To mitigate these risks, the control plane should be scaled to a high-availability configuration — a minimum of three nodes. This is especially critical for etcd, which requires a quorum to elect a leader. The quorum works on a majority basis (N/2 + 1) of the total number of nodes.
Example:
Cluster size | Quorum (majority) | Max fault tolerance |
---|---|---|
1 | 1 | 0 |
3 | 2 | 1 |
5 | 3 | 2 |
7 | 4 | 3 |
9 | 5 | 4 |
An even number of nodes does not improve fault tolerance but increases replication overhead.
In most cases, three etcd nodes are sufficient. Use five if high availability is critical. More than seven is rarely necessary and not recommended due to high resource consumption.
After new control plane nodes are added:
- The label
node-role.kubernetes.io/control-plane=""
is applied. - A DaemonSet launches control plane pods on the new nodes.

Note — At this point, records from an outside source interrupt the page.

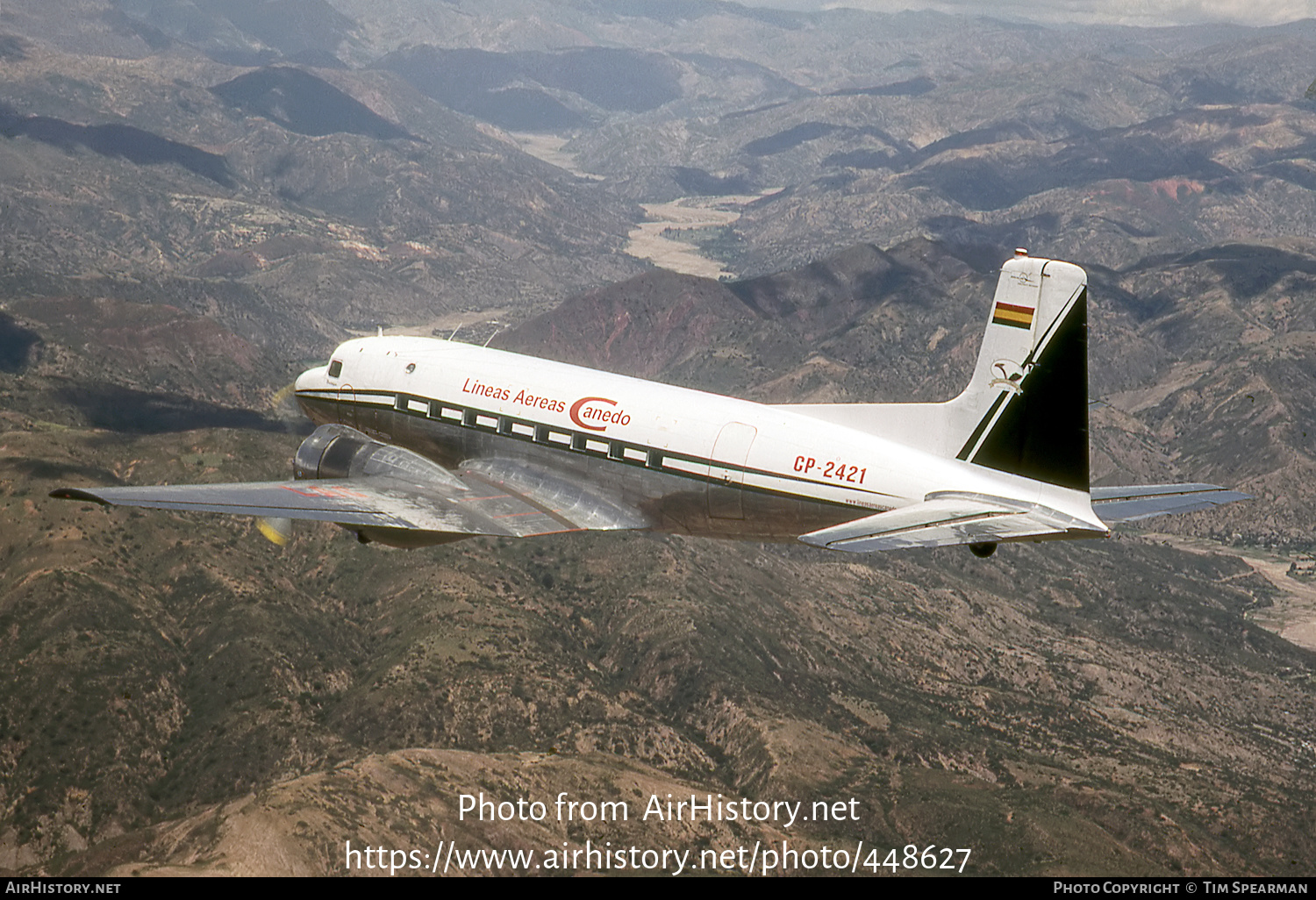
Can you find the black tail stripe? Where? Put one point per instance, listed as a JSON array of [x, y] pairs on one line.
[[982, 426]]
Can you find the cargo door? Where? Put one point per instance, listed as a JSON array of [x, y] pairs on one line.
[[726, 471]]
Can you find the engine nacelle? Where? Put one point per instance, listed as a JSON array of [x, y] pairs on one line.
[[341, 452]]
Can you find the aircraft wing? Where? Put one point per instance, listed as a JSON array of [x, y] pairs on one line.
[[1129, 504], [949, 518], [483, 499]]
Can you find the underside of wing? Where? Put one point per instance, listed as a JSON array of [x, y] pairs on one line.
[[950, 518], [491, 502], [1129, 504]]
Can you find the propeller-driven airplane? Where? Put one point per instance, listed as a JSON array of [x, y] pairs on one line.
[[423, 441]]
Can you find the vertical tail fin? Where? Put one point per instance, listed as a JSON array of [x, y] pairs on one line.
[[1028, 395], [1026, 407]]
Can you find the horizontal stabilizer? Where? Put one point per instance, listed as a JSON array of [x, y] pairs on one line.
[[949, 518], [1131, 503]]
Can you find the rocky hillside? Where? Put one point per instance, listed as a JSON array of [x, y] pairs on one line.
[[199, 199]]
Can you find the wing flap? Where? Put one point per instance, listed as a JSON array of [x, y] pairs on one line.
[[374, 502], [1132, 503], [490, 500], [947, 520]]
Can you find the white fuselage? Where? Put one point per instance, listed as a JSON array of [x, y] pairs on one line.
[[695, 462]]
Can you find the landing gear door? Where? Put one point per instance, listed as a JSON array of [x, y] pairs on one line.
[[726, 471]]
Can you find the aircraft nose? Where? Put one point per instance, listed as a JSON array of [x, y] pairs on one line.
[[311, 378]]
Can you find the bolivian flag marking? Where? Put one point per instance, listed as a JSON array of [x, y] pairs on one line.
[[1007, 313]]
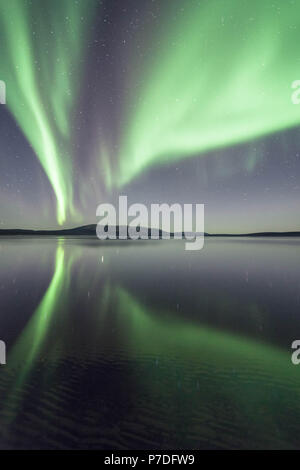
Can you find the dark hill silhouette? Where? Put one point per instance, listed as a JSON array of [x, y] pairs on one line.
[[91, 231]]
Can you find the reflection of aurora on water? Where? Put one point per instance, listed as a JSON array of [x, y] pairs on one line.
[[215, 373]]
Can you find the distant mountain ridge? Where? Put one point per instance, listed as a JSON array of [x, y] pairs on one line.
[[91, 231]]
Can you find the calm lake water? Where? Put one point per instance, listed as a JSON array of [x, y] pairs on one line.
[[143, 345]]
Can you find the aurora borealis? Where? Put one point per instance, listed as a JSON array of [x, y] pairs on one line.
[[162, 100]]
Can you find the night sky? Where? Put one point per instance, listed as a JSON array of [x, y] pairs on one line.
[[161, 100]]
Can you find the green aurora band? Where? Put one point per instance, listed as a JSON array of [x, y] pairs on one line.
[[221, 76], [39, 60]]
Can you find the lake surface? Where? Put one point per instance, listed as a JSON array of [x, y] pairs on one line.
[[143, 345]]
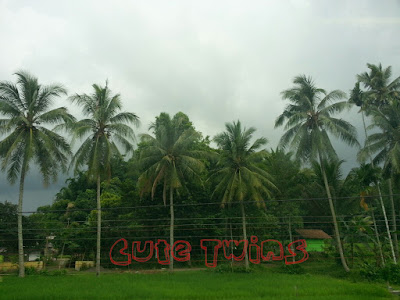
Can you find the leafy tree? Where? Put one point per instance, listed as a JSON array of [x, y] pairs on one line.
[[239, 173], [26, 109], [386, 145], [362, 180], [308, 122], [105, 128], [168, 159]]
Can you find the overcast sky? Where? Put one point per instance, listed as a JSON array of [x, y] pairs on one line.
[[217, 61]]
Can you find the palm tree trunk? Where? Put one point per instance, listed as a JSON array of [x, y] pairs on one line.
[[378, 241], [171, 229], [335, 224], [291, 236], [246, 255], [380, 197], [98, 228], [20, 237], [387, 225], [394, 225]]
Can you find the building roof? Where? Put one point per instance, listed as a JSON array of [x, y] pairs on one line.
[[313, 234]]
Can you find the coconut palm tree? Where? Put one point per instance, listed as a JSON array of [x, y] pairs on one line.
[[308, 122], [380, 90], [239, 174], [168, 159], [362, 180], [105, 129], [387, 146], [26, 109]]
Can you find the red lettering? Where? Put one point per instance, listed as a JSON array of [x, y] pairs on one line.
[[137, 245], [226, 244], [182, 248], [215, 256], [121, 251], [166, 252], [271, 253]]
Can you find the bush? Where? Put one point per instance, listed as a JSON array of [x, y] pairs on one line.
[[292, 269], [389, 273], [34, 271], [227, 268]]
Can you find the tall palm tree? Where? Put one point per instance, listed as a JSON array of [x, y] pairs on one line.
[[26, 107], [168, 159], [308, 122], [361, 180], [104, 131], [387, 146], [239, 173], [380, 90]]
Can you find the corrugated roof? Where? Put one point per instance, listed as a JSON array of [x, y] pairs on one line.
[[313, 234]]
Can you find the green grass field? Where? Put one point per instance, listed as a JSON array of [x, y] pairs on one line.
[[188, 285]]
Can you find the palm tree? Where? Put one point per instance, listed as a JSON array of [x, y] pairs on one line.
[[239, 174], [387, 146], [168, 159], [308, 122], [380, 91], [105, 128], [26, 108], [361, 180]]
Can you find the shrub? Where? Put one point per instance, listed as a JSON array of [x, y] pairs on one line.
[[292, 269], [227, 268], [389, 273]]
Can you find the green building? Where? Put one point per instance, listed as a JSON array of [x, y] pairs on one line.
[[315, 239]]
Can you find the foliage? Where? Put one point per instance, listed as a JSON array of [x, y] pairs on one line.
[[389, 273]]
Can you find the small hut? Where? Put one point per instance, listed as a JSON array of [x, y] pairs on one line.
[[315, 238]]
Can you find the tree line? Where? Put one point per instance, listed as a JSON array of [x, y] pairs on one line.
[[176, 163]]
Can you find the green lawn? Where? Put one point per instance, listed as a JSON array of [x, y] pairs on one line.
[[188, 285]]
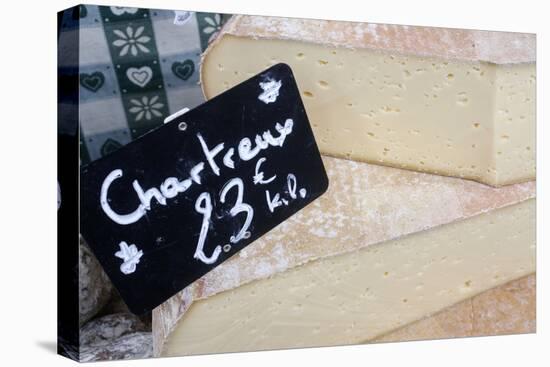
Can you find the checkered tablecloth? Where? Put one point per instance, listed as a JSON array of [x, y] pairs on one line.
[[136, 67]]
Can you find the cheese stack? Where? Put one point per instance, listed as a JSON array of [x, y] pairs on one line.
[[384, 247], [445, 101]]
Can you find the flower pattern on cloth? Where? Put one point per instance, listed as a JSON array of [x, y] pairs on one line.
[[215, 24], [146, 107], [131, 41]]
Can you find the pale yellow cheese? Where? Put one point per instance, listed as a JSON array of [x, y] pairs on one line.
[[464, 115], [355, 297]]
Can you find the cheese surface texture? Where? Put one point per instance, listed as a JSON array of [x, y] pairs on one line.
[[396, 95], [506, 309], [365, 206], [355, 297]]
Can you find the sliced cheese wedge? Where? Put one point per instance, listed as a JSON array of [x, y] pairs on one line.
[[446, 101], [506, 309], [382, 248]]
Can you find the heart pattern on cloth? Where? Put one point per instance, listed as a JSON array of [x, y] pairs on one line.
[[93, 82], [183, 70], [119, 10], [140, 76]]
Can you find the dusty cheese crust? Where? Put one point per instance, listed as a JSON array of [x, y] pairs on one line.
[[356, 297], [446, 43], [364, 205], [436, 100]]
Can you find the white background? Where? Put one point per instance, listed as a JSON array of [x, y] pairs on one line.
[[28, 181]]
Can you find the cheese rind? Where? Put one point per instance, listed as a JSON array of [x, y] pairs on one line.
[[355, 297], [365, 205], [507, 309], [444, 110]]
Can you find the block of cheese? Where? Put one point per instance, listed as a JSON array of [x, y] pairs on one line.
[[382, 248], [507, 309], [446, 101]]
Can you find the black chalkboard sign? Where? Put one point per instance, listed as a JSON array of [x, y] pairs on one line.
[[167, 208]]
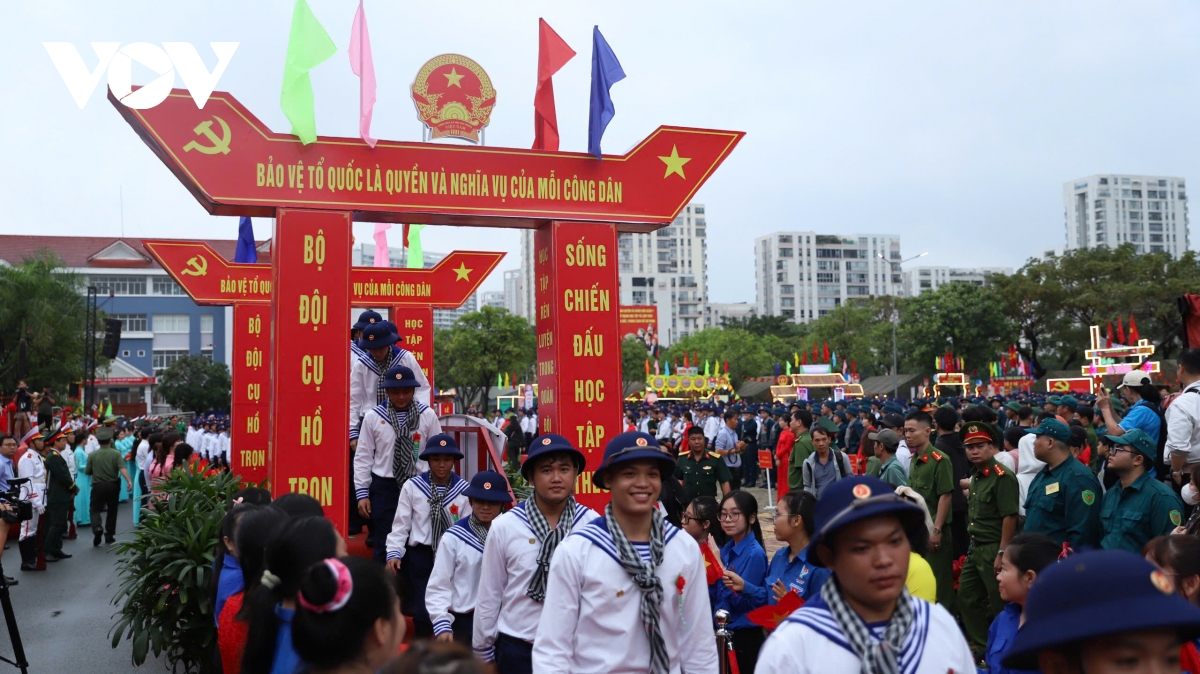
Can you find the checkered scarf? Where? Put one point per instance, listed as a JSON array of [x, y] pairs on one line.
[[479, 528], [549, 539], [877, 657], [405, 451], [647, 581], [438, 517]]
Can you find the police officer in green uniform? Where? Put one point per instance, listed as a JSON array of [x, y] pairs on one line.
[[702, 475], [991, 522], [931, 475], [1061, 500], [1138, 507]]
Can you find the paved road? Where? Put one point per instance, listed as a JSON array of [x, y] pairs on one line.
[[65, 612]]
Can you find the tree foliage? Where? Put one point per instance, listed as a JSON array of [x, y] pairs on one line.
[[46, 306], [196, 384], [480, 345]]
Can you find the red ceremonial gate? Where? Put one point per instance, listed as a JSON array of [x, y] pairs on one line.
[[576, 203]]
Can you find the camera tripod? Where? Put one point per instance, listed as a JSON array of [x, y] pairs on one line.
[[10, 618]]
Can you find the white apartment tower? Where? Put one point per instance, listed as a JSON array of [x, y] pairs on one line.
[[667, 270], [803, 275], [1149, 211]]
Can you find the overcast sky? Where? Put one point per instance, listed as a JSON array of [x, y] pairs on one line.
[[951, 124]]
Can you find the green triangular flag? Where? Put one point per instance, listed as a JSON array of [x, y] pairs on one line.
[[415, 253], [309, 44]]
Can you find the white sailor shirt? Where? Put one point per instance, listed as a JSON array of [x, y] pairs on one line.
[[454, 583], [365, 383], [412, 524], [377, 445], [592, 606], [510, 558], [811, 641]]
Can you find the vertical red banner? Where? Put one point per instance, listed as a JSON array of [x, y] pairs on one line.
[[415, 325], [311, 366], [251, 391], [579, 348]]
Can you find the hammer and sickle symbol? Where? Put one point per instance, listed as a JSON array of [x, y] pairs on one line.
[[219, 144], [196, 266]]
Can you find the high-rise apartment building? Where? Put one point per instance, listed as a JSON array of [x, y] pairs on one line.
[[803, 275], [1107, 210], [924, 278]]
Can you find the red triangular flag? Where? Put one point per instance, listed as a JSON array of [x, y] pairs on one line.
[[771, 615], [552, 55]]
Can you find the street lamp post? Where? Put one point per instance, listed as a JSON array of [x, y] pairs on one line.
[[895, 318]]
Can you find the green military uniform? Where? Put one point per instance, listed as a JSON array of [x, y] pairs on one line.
[[994, 495], [1144, 510], [1061, 503], [931, 475], [802, 449], [893, 473], [60, 492], [702, 477]]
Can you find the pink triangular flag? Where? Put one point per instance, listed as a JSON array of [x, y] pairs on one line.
[[363, 66]]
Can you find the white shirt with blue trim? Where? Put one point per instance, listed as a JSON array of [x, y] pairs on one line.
[[811, 642], [454, 583], [510, 558], [592, 621], [412, 524]]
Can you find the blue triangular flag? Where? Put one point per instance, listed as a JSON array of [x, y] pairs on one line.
[[606, 71], [246, 251]]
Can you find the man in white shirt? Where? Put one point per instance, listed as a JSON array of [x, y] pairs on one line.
[[865, 619], [519, 551], [660, 606], [390, 441], [378, 355], [1183, 416]]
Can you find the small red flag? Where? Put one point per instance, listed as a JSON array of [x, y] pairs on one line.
[[552, 55]]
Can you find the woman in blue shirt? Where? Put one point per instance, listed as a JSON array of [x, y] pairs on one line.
[[1024, 558], [745, 570]]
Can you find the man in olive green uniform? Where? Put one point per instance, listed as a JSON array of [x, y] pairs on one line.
[[702, 475], [1138, 507], [931, 475], [1061, 500], [60, 493], [991, 522]]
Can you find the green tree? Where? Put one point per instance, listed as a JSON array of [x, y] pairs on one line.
[[45, 306], [633, 360], [196, 384], [960, 318], [480, 345]]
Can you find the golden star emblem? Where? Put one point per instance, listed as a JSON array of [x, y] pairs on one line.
[[675, 163]]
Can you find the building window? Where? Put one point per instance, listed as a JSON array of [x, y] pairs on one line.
[[131, 322], [162, 359], [171, 323], [119, 284], [167, 286]]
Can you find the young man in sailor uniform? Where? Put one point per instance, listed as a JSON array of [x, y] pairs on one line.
[[454, 585], [33, 465], [630, 573], [864, 619], [394, 433], [430, 504], [517, 555], [379, 354]]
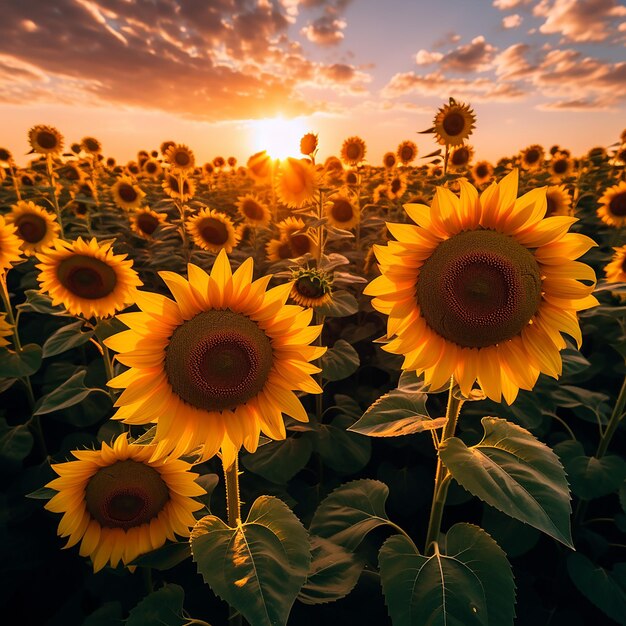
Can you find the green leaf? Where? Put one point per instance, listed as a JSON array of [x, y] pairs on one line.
[[588, 476], [71, 392], [515, 473], [23, 363], [163, 607], [333, 574], [340, 361], [468, 581], [279, 461], [350, 512], [397, 413], [66, 338], [342, 304], [258, 567], [165, 557], [606, 590]]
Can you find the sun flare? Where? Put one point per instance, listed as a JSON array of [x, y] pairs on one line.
[[278, 136]]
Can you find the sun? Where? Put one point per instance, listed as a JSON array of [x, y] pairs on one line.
[[278, 136]]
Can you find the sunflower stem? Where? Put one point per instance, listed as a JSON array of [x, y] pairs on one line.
[[442, 476]]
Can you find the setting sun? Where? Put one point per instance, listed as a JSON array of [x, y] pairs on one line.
[[279, 137]]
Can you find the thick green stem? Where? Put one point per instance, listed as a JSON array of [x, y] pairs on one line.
[[442, 478]]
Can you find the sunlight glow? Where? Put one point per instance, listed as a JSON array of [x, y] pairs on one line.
[[279, 137]]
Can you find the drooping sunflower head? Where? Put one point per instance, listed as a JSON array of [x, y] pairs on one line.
[[308, 144], [482, 172], [86, 277], [145, 221], [482, 288], [212, 230], [178, 186], [126, 193], [119, 503], [612, 209], [35, 227], [312, 287], [10, 246], [558, 201], [180, 157], [454, 123], [407, 152], [45, 139], [297, 182], [218, 365], [616, 270], [253, 211], [341, 212], [353, 150]]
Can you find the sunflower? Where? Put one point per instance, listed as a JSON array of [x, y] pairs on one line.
[[219, 364], [612, 210], [212, 230], [87, 277], [172, 187], [389, 160], [353, 150], [558, 201], [532, 158], [560, 165], [180, 157], [10, 251], [308, 144], [341, 212], [145, 221], [482, 172], [407, 151], [616, 270], [45, 139], [120, 503], [253, 211], [36, 227], [311, 287], [126, 193], [482, 288], [460, 156], [453, 123], [297, 183]]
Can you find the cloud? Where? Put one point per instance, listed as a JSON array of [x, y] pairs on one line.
[[512, 21], [580, 20]]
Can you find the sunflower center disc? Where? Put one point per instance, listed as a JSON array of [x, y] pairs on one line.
[[453, 123], [617, 205], [32, 228], [87, 277], [218, 360], [125, 494], [479, 288]]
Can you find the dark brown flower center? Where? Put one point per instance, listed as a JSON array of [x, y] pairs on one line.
[[479, 288], [218, 360], [126, 494], [86, 276], [453, 123], [617, 204]]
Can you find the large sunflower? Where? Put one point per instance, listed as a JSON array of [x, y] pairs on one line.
[[10, 243], [482, 288], [453, 123], [212, 231], [88, 278], [35, 226], [219, 364], [120, 503], [612, 210]]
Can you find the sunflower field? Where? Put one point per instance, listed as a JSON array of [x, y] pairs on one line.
[[292, 391]]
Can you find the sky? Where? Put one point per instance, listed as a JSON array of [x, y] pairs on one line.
[[204, 72]]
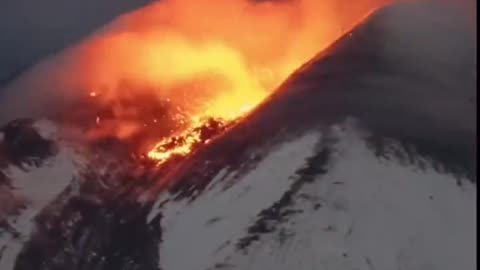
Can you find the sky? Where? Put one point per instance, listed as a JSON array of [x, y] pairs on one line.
[[31, 29]]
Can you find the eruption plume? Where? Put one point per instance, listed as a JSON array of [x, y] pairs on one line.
[[199, 60]]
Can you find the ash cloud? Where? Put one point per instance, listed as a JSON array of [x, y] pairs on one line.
[[429, 37]]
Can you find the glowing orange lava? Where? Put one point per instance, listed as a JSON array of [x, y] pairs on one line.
[[209, 58]]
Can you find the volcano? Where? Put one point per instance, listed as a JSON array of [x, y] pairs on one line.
[[362, 159]]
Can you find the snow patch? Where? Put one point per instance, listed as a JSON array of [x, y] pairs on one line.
[[39, 186], [217, 218]]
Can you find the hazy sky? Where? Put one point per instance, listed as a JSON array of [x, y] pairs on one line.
[[32, 29]]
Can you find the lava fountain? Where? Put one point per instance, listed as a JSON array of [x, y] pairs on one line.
[[213, 61]]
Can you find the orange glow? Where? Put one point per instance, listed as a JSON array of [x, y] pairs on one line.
[[209, 58]]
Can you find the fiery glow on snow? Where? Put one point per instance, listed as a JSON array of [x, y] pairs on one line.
[[210, 59]]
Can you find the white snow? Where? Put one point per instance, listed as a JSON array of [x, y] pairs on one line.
[[39, 186], [375, 215], [189, 242]]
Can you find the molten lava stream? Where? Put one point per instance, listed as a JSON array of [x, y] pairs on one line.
[[212, 59]]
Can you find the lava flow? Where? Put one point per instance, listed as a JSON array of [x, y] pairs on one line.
[[211, 61]]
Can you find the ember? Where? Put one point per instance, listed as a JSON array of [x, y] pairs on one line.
[[214, 60], [200, 133]]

- DKP creates or updates files in
/etc/kubernetes
: manifests, configuration files, certificates, etc. - All DKP modules that support high availability will enable it automatically, unless the global setting
highAvailability
is manually overridden.
Control plane node removal is performed in reverse:
- Labels
node-role.kubernetes.io/control-plane
,node-role.kubernetes.io/master
, andnode.deckhouse.io/group
are removed. - DKP removes its pods from these nodes.
- etcd members on the nodes are automatically deleted.
- If the number of nodes drops from two to one, etcd may enter
readonly
mode. In this case, you must start etcd with the--force-new-cluster
flag, which should be removed after a successful startup.